Rediff.com« Back to articlePrint this article

RIL's MJ-1 discovery may hold huge gas reserves

April 07, 2015 13:52 IST

Reliance Industries' most significant recent gas discovery MJ-1 in KG-D6 block may hold 1.4 trillion cubic feet of gas resources, roughly half of the reserves in the block's main gas fields.

Located about 2,000 meters below the producing D1-D3 field in the eastern offshore KG-D6 block, MJ-1 may hold contingent resource of between 0.988 Tcf of gas and condensate (low estimate) and 2 Tcf (high estimate), according to the firm's minority partner Niko Resources of Canada.

Niko cited an "independent resources evaluation report for the MJ Discovery in the D6 Block in India from Deloitte LLP" to state that the find may hold a best case estimate of 1.4 Tcf of gas and condensate.

The estimate compare to the downgraded reserves of 3.10 Tcf in the main Dhirubhai-1 and 3 gas fields, which have been on production for six years now.

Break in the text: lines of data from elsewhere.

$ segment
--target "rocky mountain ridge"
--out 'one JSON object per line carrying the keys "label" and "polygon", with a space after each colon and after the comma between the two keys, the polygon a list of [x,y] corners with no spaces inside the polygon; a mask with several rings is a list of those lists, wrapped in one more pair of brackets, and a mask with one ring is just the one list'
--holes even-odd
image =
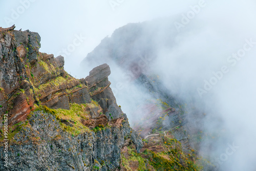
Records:
{"label": "rocky mountain ridge", "polygon": [[155,126],[148,124],[138,134],[117,104],[107,64],[77,79],[63,57],[39,51],[37,33],[14,28],[0,28],[1,170],[202,170],[206,161],[186,147],[177,110],[160,100],[164,109],[152,119],[169,115],[158,129],[176,129],[147,136]]}
{"label": "rocky mountain ridge", "polygon": [[[63,57],[39,52],[38,33],[14,28],[0,34],[0,111],[2,119],[8,116],[9,144],[7,167],[0,147],[1,170],[115,170],[125,146],[140,151],[106,64],[75,79],[63,69]],[[3,120],[0,127],[4,142]]]}

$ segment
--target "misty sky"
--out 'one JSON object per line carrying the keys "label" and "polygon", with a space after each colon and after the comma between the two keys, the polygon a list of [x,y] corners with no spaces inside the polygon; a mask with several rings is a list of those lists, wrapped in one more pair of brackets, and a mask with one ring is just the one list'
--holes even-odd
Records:
{"label": "misty sky", "polygon": [[[229,156],[231,163],[222,164],[229,169],[223,170],[243,170],[246,165],[246,170],[255,170],[256,46],[252,46],[236,64],[227,60],[232,53],[244,49],[247,40],[256,42],[255,0],[0,0],[0,27],[15,24],[16,30],[38,32],[41,37],[40,51],[53,54],[55,57],[62,54],[65,70],[73,76],[79,75],[80,78],[88,73],[78,74],[77,66],[115,29],[129,23],[166,16],[177,18],[173,21],[174,27],[174,22],[180,23],[182,14],[191,10],[191,6],[202,2],[204,7],[190,22],[180,32],[172,33],[176,47],[160,52],[165,60],[156,62],[155,68],[156,70],[166,69],[162,73],[164,77],[170,77],[172,73],[174,77],[182,78],[182,91],[190,91],[192,87],[198,97],[194,87],[203,88],[204,80],[209,81],[214,77],[213,71],[228,67],[228,73],[207,94],[214,95],[218,105],[218,109],[212,109],[221,116],[226,126],[234,134],[230,141],[220,147],[217,155],[225,153],[228,143],[235,142],[239,144],[239,150]],[[27,8],[23,10],[24,6]],[[74,49],[63,52],[63,49],[69,46]],[[249,47],[247,43],[246,48]],[[181,73],[183,74],[181,76]],[[191,80],[193,81],[188,81]],[[166,84],[170,85],[167,79]],[[211,100],[207,104],[212,108]],[[211,126],[214,129],[215,125]],[[246,145],[244,145],[245,142]]]}
{"label": "misty sky", "polygon": [[[71,73],[74,65],[116,29],[129,23],[186,11],[189,5],[198,3],[189,1],[180,3],[167,0],[160,2],[152,0],[31,0],[28,4],[28,1],[0,0],[0,26],[8,27],[15,24],[17,30],[29,29],[38,32],[41,37],[40,51],[52,53],[55,57],[63,54],[63,48],[67,49],[69,45],[73,44],[76,35],[82,37],[81,42],[77,41],[77,44],[80,45],[72,53],[68,52],[65,53],[68,54],[67,56],[63,55],[65,69]],[[115,4],[113,1],[119,3]],[[20,6],[28,8],[23,10]],[[18,13],[17,17],[12,15],[15,13],[13,11]]]}

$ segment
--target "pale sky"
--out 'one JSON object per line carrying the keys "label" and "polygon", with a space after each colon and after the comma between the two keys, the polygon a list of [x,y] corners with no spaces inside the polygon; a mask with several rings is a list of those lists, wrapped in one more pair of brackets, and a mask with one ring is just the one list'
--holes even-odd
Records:
{"label": "pale sky", "polygon": [[[64,53],[67,55],[63,55],[65,67],[75,74],[74,66],[116,29],[129,23],[186,12],[190,5],[198,3],[198,1],[181,3],[168,0],[0,0],[0,27],[15,24],[17,30],[38,32],[41,38],[40,51],[55,57],[63,54],[63,48],[69,48]],[[77,36],[82,38],[75,41],[77,46],[73,48]]]}

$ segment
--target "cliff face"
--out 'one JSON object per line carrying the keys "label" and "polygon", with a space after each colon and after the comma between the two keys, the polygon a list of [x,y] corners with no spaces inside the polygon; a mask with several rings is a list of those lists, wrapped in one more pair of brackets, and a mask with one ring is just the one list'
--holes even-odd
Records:
{"label": "cliff face", "polygon": [[[116,87],[116,89],[121,89],[118,92],[122,99],[120,101],[126,100],[120,94],[125,97],[130,96],[132,92],[129,89],[130,87],[138,88],[139,90],[135,90],[135,92],[139,92],[141,96],[147,95],[146,98],[139,97],[138,99],[135,99],[136,103],[134,102],[135,109],[130,111],[131,116],[140,116],[137,117],[140,119],[133,121],[133,128],[143,139],[143,149],[150,149],[157,154],[164,153],[168,151],[164,142],[167,142],[168,138],[170,138],[180,142],[182,152],[180,149],[180,152],[192,155],[194,153],[191,152],[194,151],[194,149],[191,151],[191,149],[196,149],[196,151],[199,150],[202,141],[202,135],[207,134],[203,132],[203,120],[205,114],[195,108],[194,102],[190,97],[185,100],[172,94],[172,90],[167,89],[163,83],[165,78],[159,78],[159,71],[152,67],[156,67],[154,63],[158,63],[158,60],[166,60],[158,56],[159,52],[162,49],[170,50],[175,47],[176,31],[172,33],[174,31],[169,30],[171,28],[169,26],[173,24],[168,24],[167,22],[168,19],[164,19],[129,24],[116,29],[111,37],[103,39],[88,54],[81,63],[81,66],[83,67],[87,63],[97,66],[108,62],[111,67],[113,67],[114,70],[118,68],[114,72],[121,71],[123,74],[123,75],[120,74],[120,79],[123,80],[121,83],[126,87],[124,86],[125,88],[122,89],[118,89]],[[165,71],[164,69],[162,70]],[[172,73],[169,74],[172,75]],[[168,79],[172,80],[173,78],[170,77]],[[182,84],[179,83],[182,80],[175,77],[173,78],[170,84],[182,86]],[[113,82],[113,84],[120,83],[120,81],[118,80],[117,82]],[[126,91],[126,90],[128,90]],[[189,94],[187,96],[189,97]],[[130,100],[130,101],[133,100]],[[168,136],[168,134],[170,135]],[[163,139],[166,140],[163,141]],[[127,151],[130,154],[132,153],[131,151]],[[168,157],[172,158],[170,156]],[[154,163],[151,163],[151,165],[154,165],[155,169],[160,169],[156,167]],[[132,164],[130,163],[130,165],[131,168],[134,168]],[[214,169],[210,164],[204,164],[204,165],[205,170]],[[177,167],[167,168],[185,169],[176,166]]]}
{"label": "cliff face", "polygon": [[8,117],[8,166],[0,170],[114,170],[121,151],[137,152],[141,139],[109,87],[106,64],[78,80],[63,69],[63,58],[39,52],[37,33],[0,28],[1,141]]}

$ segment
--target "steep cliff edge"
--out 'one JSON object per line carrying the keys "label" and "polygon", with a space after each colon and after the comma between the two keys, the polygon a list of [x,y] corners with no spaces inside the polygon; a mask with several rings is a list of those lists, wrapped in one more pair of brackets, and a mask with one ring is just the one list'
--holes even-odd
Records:
{"label": "steep cliff edge", "polygon": [[38,33],[14,28],[0,29],[0,170],[114,170],[121,149],[140,151],[106,64],[75,79],[63,57],[39,52]]}

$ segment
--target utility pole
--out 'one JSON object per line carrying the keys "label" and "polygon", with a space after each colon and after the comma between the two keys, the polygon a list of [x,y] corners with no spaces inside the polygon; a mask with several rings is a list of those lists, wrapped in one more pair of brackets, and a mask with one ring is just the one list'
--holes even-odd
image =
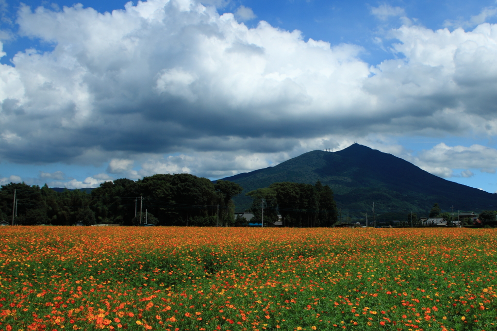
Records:
{"label": "utility pole", "polygon": [[14,189],[14,201],[12,202],[12,225],[14,225],[14,209],[15,207],[15,189]]}
{"label": "utility pole", "polygon": [[262,198],[262,227],[264,227],[264,198]]}
{"label": "utility pole", "polygon": [[142,206],[143,205],[143,196],[140,197],[140,224],[142,224]]}

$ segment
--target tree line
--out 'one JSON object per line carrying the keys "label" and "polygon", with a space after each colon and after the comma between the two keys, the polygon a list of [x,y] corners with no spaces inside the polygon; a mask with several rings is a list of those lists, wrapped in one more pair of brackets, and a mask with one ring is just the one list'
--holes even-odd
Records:
{"label": "tree line", "polygon": [[320,181],[315,185],[290,182],[273,183],[247,193],[253,199],[252,222],[279,220],[287,227],[330,227],[336,222],[333,191]]}
{"label": "tree line", "polygon": [[224,226],[234,224],[232,198],[242,189],[235,183],[218,180],[214,184],[186,173],[156,174],[136,181],[116,179],[102,183],[89,194],[79,190],[57,192],[46,184],[40,188],[10,183],[0,189],[0,216],[10,223],[13,209],[15,223],[25,225],[72,225],[79,221],[86,225],[146,222]]}
{"label": "tree line", "polygon": [[[87,194],[80,190],[58,192],[10,183],[0,188],[0,217],[9,223],[14,213],[19,225],[72,225],[148,223],[176,226],[247,225],[235,219],[233,197],[239,184],[226,180],[181,173],[156,174],[136,181],[127,178],[102,183]],[[15,201],[13,196],[15,192]],[[248,193],[253,199],[250,211],[261,219],[262,199],[266,224],[278,221],[289,227],[324,227],[337,219],[333,192],[320,182],[314,185],[274,183]]]}

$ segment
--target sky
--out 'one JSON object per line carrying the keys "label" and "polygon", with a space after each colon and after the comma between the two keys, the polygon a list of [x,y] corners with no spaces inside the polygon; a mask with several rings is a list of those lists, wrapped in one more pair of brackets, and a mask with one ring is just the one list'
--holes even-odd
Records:
{"label": "sky", "polygon": [[497,3],[0,0],[0,184],[211,179],[354,142],[497,192]]}

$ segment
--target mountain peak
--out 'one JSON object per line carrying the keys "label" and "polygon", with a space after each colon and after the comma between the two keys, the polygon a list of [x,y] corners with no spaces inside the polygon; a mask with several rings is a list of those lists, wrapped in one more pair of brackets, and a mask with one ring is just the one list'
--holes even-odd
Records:
{"label": "mountain peak", "polygon": [[[435,202],[442,209],[497,209],[497,196],[446,180],[391,154],[354,143],[334,153],[313,151],[273,167],[224,178],[248,191],[273,183],[315,184],[333,190],[339,207],[351,213],[368,212],[375,203],[382,212],[424,211]],[[251,204],[248,197],[235,198],[237,208]],[[457,206],[457,207],[456,207]]]}

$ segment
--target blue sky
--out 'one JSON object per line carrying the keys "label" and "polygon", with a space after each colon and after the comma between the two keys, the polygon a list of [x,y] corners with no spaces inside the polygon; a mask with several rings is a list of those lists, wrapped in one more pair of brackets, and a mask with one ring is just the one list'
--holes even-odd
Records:
{"label": "blue sky", "polygon": [[0,183],[217,179],[357,142],[497,190],[495,1],[126,4],[0,1]]}

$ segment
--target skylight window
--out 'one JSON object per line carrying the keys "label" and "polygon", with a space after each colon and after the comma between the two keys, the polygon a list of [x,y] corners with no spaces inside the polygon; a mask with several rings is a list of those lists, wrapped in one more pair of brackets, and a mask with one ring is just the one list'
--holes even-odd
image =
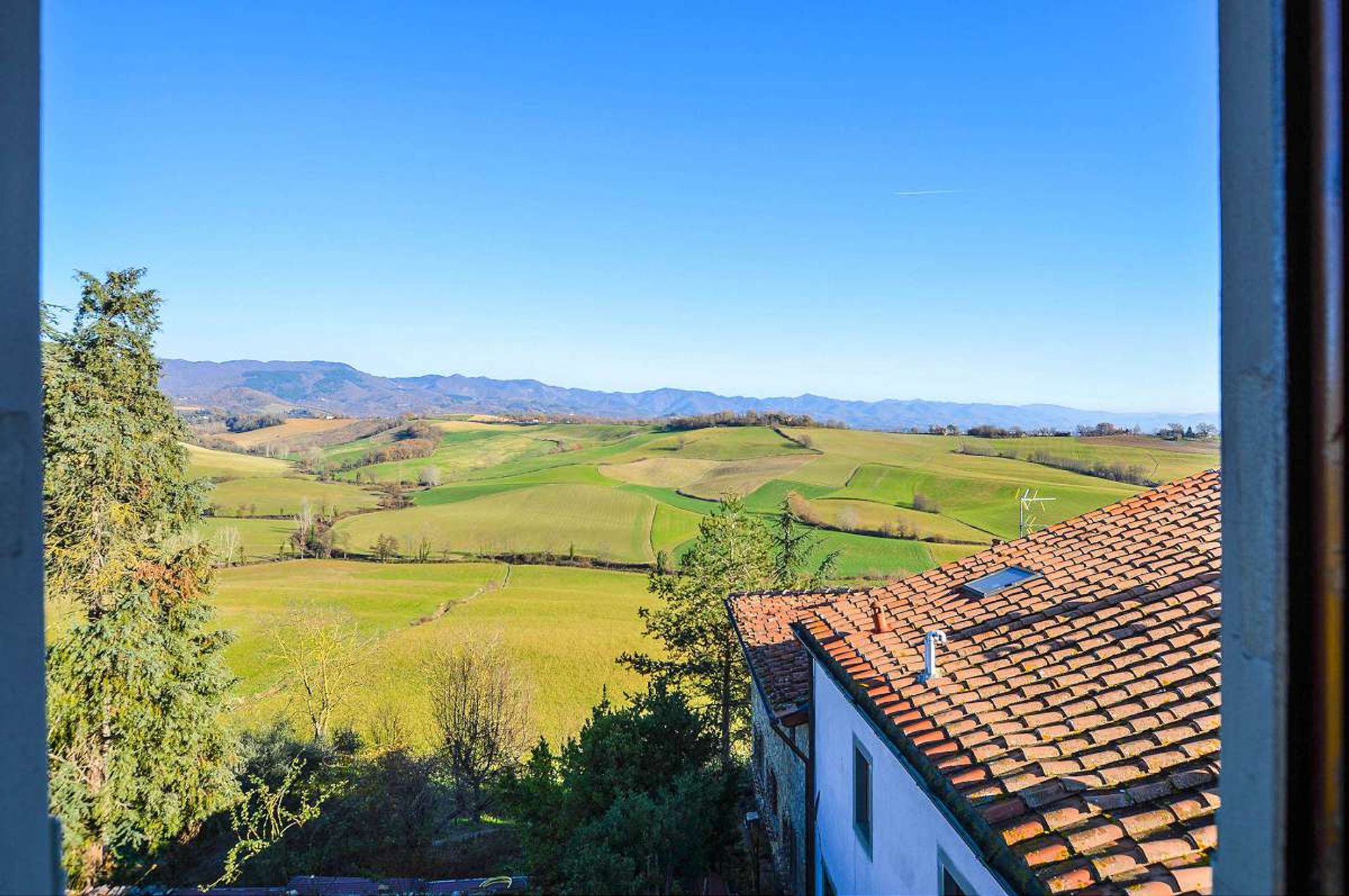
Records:
{"label": "skylight window", "polygon": [[1006,569],[990,572],[989,575],[975,579],[974,582],[966,582],[965,590],[977,598],[986,598],[990,594],[1002,591],[1004,588],[1010,588],[1014,584],[1021,584],[1023,582],[1037,578],[1040,578],[1040,573],[1033,569],[1027,569],[1024,567],[1008,567]]}

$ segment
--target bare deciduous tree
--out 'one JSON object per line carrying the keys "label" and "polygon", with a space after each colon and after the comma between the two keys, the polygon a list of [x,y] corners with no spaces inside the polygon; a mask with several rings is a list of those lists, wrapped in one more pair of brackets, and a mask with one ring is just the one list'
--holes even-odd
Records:
{"label": "bare deciduous tree", "polygon": [[476,822],[484,788],[529,748],[529,695],[495,640],[441,646],[426,679],[444,773],[459,811]]}
{"label": "bare deciduous tree", "polygon": [[235,565],[236,560],[241,560],[239,548],[239,529],[235,526],[225,526],[216,533],[216,555],[220,561],[227,567]]}
{"label": "bare deciduous tree", "polygon": [[328,739],[333,712],[349,695],[370,644],[355,618],[313,603],[293,605],[271,632],[271,654],[282,665],[282,687],[298,699],[316,741]]}

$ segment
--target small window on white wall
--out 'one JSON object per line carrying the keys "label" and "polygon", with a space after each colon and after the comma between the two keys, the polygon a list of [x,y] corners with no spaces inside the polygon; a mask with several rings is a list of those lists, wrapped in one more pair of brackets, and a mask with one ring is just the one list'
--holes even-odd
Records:
{"label": "small window on white wall", "polygon": [[820,877],[824,878],[824,887],[822,887],[824,896],[839,896],[839,888],[834,885],[834,878],[830,877],[828,865],[824,862],[820,862]]}
{"label": "small window on white wall", "polygon": [[853,741],[853,830],[871,851],[871,756]]}
{"label": "small window on white wall", "polygon": [[942,866],[942,896],[970,896],[946,865]]}

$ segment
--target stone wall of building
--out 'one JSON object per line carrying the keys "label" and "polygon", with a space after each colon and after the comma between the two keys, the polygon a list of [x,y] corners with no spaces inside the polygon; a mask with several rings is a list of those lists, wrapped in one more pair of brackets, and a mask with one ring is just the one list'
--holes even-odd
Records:
{"label": "stone wall of building", "polygon": [[[773,866],[782,889],[805,893],[805,761],[773,730],[773,711],[762,695],[751,700],[754,795],[759,819],[773,845]],[[809,750],[808,725],[784,729],[803,753]]]}

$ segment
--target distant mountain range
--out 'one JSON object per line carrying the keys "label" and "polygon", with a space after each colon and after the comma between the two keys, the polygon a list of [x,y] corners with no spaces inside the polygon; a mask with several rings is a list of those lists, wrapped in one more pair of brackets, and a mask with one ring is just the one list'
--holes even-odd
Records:
{"label": "distant mountain range", "polygon": [[178,360],[163,359],[161,387],[179,405],[231,412],[308,409],[349,417],[391,417],[402,413],[525,413],[577,414],[610,420],[654,420],[708,414],[719,410],[780,410],[840,421],[857,429],[979,424],[1037,429],[1072,429],[1112,422],[1152,432],[1167,424],[1217,424],[1218,414],[1121,413],[1079,410],[1060,405],[987,405],[948,401],[844,401],[822,395],[745,398],[687,389],[610,393],[549,386],[537,379],[487,376],[376,376],[328,360]]}

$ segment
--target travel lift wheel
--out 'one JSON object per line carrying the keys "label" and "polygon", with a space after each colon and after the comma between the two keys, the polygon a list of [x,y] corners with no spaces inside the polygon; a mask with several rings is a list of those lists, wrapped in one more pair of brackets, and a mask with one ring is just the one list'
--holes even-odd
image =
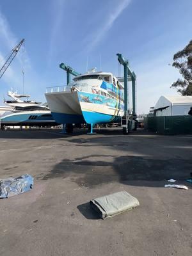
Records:
{"label": "travel lift wheel", "polygon": [[126,135],[128,134],[128,133],[129,133],[128,128],[123,127],[123,134]]}

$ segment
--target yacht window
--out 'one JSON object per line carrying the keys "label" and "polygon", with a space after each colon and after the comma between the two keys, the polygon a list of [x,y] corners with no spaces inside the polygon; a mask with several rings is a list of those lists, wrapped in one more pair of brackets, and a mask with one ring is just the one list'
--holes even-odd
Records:
{"label": "yacht window", "polygon": [[106,82],[109,83],[109,76],[104,76],[104,81]]}
{"label": "yacht window", "polygon": [[76,81],[77,80],[84,80],[84,79],[97,79],[99,78],[99,75],[87,75],[87,76],[83,76],[80,77],[76,77]]}

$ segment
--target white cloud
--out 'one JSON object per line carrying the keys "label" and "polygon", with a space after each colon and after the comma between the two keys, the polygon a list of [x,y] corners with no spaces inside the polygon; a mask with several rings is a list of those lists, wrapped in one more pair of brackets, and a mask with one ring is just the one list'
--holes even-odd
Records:
{"label": "white cloud", "polygon": [[51,31],[51,39],[49,51],[48,63],[51,64],[52,58],[56,51],[56,40],[58,38],[58,35],[60,31],[63,19],[63,7],[65,0],[54,0],[52,3],[52,26]]}
{"label": "white cloud", "polygon": [[[114,6],[113,10],[109,12],[105,21],[100,24],[99,28],[94,31],[86,40],[89,42],[88,45],[88,51],[92,51],[93,48],[102,40],[107,32],[113,26],[113,23],[118,18],[122,12],[128,6],[131,0],[118,1],[118,5]],[[93,40],[93,38],[95,38]]]}

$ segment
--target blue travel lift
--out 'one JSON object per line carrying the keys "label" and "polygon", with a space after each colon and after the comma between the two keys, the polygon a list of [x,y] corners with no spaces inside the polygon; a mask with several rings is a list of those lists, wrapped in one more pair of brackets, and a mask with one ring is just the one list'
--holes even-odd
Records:
{"label": "blue travel lift", "polygon": [[[124,67],[124,115],[122,118],[121,125],[123,128],[123,132],[127,134],[130,130],[136,129],[136,76],[134,72],[132,72],[129,67],[129,61],[125,59],[120,53],[117,53],[119,63]],[[65,63],[61,63],[60,67],[67,72],[67,84],[71,81],[71,75],[77,76],[81,75],[74,70],[72,67]],[[132,113],[130,113],[127,106],[127,81],[132,81]],[[93,127],[94,124],[90,124],[90,132],[89,134],[94,134]],[[63,124],[63,133],[72,133],[72,124]]]}
{"label": "blue travel lift", "polygon": [[[121,125],[123,133],[127,134],[131,130],[136,130],[136,76],[129,67],[129,62],[120,53],[116,54],[119,63],[124,67],[124,115]],[[127,104],[127,81],[132,82],[132,112],[131,113]]]}

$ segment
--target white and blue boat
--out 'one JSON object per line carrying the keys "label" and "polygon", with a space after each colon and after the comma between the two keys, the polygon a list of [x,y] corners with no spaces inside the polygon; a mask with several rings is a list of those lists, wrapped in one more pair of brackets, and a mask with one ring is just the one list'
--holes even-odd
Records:
{"label": "white and blue boat", "polygon": [[11,109],[0,115],[1,127],[4,125],[52,126],[57,124],[46,106],[33,100],[22,100],[20,98],[30,95],[8,92],[11,100],[4,103]]}
{"label": "white and blue boat", "polygon": [[76,76],[66,86],[47,88],[51,113],[60,124],[120,122],[124,111],[123,84],[112,73],[92,72]]}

If proved correct, MJ-1 would the third biggest gas field in KG-D6 after D1&D3 and R-Series which holds about 2 Tcf of recoverable reserves.

RIL, which is the operator of the Krishna Godavari basin KG-D6 block with 60 per cent interest, has so far made 19 gas discoveries, of which D1&D3 were put on production in April 2009. MA oil and gas field was put on production in September 2008.

The Canadian firm holds 10 per cent interest while the balance 30 per cent is with BP plc of UK. Niko, which had earlier this year put up for sale its stake in the KG-D6 block, got resource estimation done on its own and RIL and BP were not party to the exercise.

"Deloitte's best case estimate of gross unrisked contingent resources of 1.4 trillion cubic feet of equivalent relates to the Central (North), Northern and Central (South) fault blocks that were drilled by the MJ-1, MJ-A1, and MJ-A3 wells, based on an estimated areal extent of approximately 24 square kilometres, approximately twice the areal extent of the analogous MA field that is currently producing," it said.

Niko went on to state that the Contingent Resources are those quantities of petroleum estimated, as of a given date, to be potentially recoverable from known accumulations using established technology or technology under development, but which are not currently considered to be commercially recoverable due to one or more contingencies.

Identifying contingencies, it said "economic volumes have not been established as the costs associated with producing these volumes (capital and operating) have not been determined."

Also, regulatory approval from the Indian government will be required to bring this field on-stream, it said, adding block operator RIL was currently doing appraisal work and development planning work is underway.